Over the summer, I completed three triathlons, ranging in length from a sprint distance to the Dublin half Ironman last August. The sense of personal achievement I derived from swimming almost 2km as part of the latter event, followed by long cycle and run, was immense.
Yet I remain an incredibly slow swimmer, and so my aim this winter is to try to increase my speed by 10-20 per cent. Intrinsic to this goal is my hope that moving through the water will cease to be a struggle, as it often feels, and become a smoother process.
But how to achieve this goal? Should I train hard and build up strength in the water, or focus on stroke and try to achieve greater fluency?
I have decided to follow both paths, and hope they are not too contradictory. The weekly squad sessions organised by my local T3 Triathlon Club are an incentive for longer swims than I would normally do on my own. They also include a variety of drills designed to build up arm and leg strength and improve stroke quality.

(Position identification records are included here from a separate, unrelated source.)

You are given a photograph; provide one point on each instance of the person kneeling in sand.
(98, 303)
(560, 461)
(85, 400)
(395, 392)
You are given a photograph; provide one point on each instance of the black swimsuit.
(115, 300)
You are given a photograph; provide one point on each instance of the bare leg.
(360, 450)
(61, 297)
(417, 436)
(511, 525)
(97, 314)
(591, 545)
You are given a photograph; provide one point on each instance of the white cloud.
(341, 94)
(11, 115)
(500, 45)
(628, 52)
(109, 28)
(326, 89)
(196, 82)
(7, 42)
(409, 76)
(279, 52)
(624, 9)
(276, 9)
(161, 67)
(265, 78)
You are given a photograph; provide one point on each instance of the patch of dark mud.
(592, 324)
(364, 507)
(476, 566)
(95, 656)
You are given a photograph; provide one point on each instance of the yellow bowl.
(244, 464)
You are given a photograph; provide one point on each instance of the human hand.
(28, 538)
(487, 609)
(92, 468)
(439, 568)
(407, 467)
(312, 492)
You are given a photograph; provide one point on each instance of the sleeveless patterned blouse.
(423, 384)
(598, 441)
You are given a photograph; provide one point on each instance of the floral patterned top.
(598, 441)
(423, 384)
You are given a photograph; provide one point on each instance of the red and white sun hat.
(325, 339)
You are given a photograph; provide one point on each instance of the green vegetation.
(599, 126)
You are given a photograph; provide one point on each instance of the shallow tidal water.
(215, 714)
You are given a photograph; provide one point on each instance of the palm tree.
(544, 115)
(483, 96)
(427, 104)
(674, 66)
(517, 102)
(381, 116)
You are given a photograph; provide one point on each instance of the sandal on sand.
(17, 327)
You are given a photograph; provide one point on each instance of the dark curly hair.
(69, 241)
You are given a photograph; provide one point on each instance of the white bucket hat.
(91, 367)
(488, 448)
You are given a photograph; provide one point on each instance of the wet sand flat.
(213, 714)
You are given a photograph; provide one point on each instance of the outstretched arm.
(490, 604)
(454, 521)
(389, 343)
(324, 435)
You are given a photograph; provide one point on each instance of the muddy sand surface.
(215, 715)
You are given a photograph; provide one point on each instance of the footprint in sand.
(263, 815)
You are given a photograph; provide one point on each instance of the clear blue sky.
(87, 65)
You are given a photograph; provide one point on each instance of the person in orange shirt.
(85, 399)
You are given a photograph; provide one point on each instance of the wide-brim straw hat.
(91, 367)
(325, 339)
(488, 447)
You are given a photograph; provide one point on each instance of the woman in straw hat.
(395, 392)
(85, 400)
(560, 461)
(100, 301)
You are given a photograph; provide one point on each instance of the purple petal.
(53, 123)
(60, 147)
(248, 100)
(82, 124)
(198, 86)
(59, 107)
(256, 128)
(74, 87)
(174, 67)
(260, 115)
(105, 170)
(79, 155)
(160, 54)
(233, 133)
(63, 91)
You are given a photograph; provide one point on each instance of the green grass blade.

But as many swim learners will have noticed, extra effort is poorly rewarded in the water. The price of shaving a second or two off your 50m time is utter exhaustion. There has to be another way of swimming faster.
I decided therefore to try a Total Immersion workshop, which took place recently in Portlaoise. Anyone who has enlisted the internet in their quest to learn swimming will know that TI, developed in the US by veteran coach Terry Laughlin, is a huge presence in online swimming education.
Essentially, this method seeks to first deconstruct a person’s stroke and then re-assemble it in the smoothest, most efficient way. Many traditional swim instructors are unenthusiastic about TI, claiming it is inimical to fast swimming, but triathletes focused on distance more than speed often find it appealing.
The group at our workshop ranged in age from 12 to the mid-60s, and more than half were triathletes frustrated with their swimming. In a classroom environment, London-based TI coach Tracey Baumann explained TI was about building muscle memory and new neurological pathways for swimming. Effectively, we are trying to unlearn traditional teaching and to replace this with new messages to our brains that address the challenges of moving efficiently in water.
Just as with yoga, TI incorporates thinking from Asia, notably the Japanese philosophy of Kaizen, stressing continuous improvement and incremental progress.
Water is 880 times denser than air, Tracey points out. Moving in it requires twice the effort, and meets eight times the resistance, faced on dry land. It follows that the greatest improvements can be achieved by minimising the resistance we offer to the water.
Traditional teaching emphasises kicking and “pulling” with the hands, high-intensity workouts and strengthening of the hands and legs. In contrast, TI prioritises balance, streamlining and propulsion, and movement of the entire body over individual limbs.
Dolphins, she tells us, are 80 per cent efficient in water, but humans reach only 3-9 per cent efficiency. And since the 9 per cent bit of the spectrum is represented by Michael Phelps, the rest of us are at the lower end. "That's all we have to play with. You can't defy the rules of physics. That's why we have to maximise our efficiency."
So much for the theory; we then head to the pool to put these principles into practice. Rather than swimming lengths, this involves a series of light drills: floating; floating with hands outstretched; “skating” in the water with one hand out, etc. The focus is on the process rather than outcomes, and on the correct timing of the many individual movements that make up a stroke.
There's a lot to think about, but we're encouraged by Tracey and Irish TI coach Melissa Duncan to focus on one area of improvement at a time – breathing, arm recovery, rotation, etc. By relaxing in the water rather than straining with effort, we should find our proper balance in the water and learn to streamline our bodies to offer the least resistance going forward.
Video analysis before and after shows most of us have made some progress towards a cleaner, more effortless stroke, but further practice will be needed to build on this achievement. Once again, I’m reminded that learning to swim is a journey not an event, or as Tracey told us: “If you’re ever bored in the pool, it’s because you’re not practising properly”.
Further Total Immersion workshops are planned in Tallaght, Wexford, Portlaoise, Galway and Limerick next year (totalimmersion.co.uk). Melissa Duncan provides one-to-one coaching at The Swim Studio, Stradbally, Co Laois (theswimstudio.ie).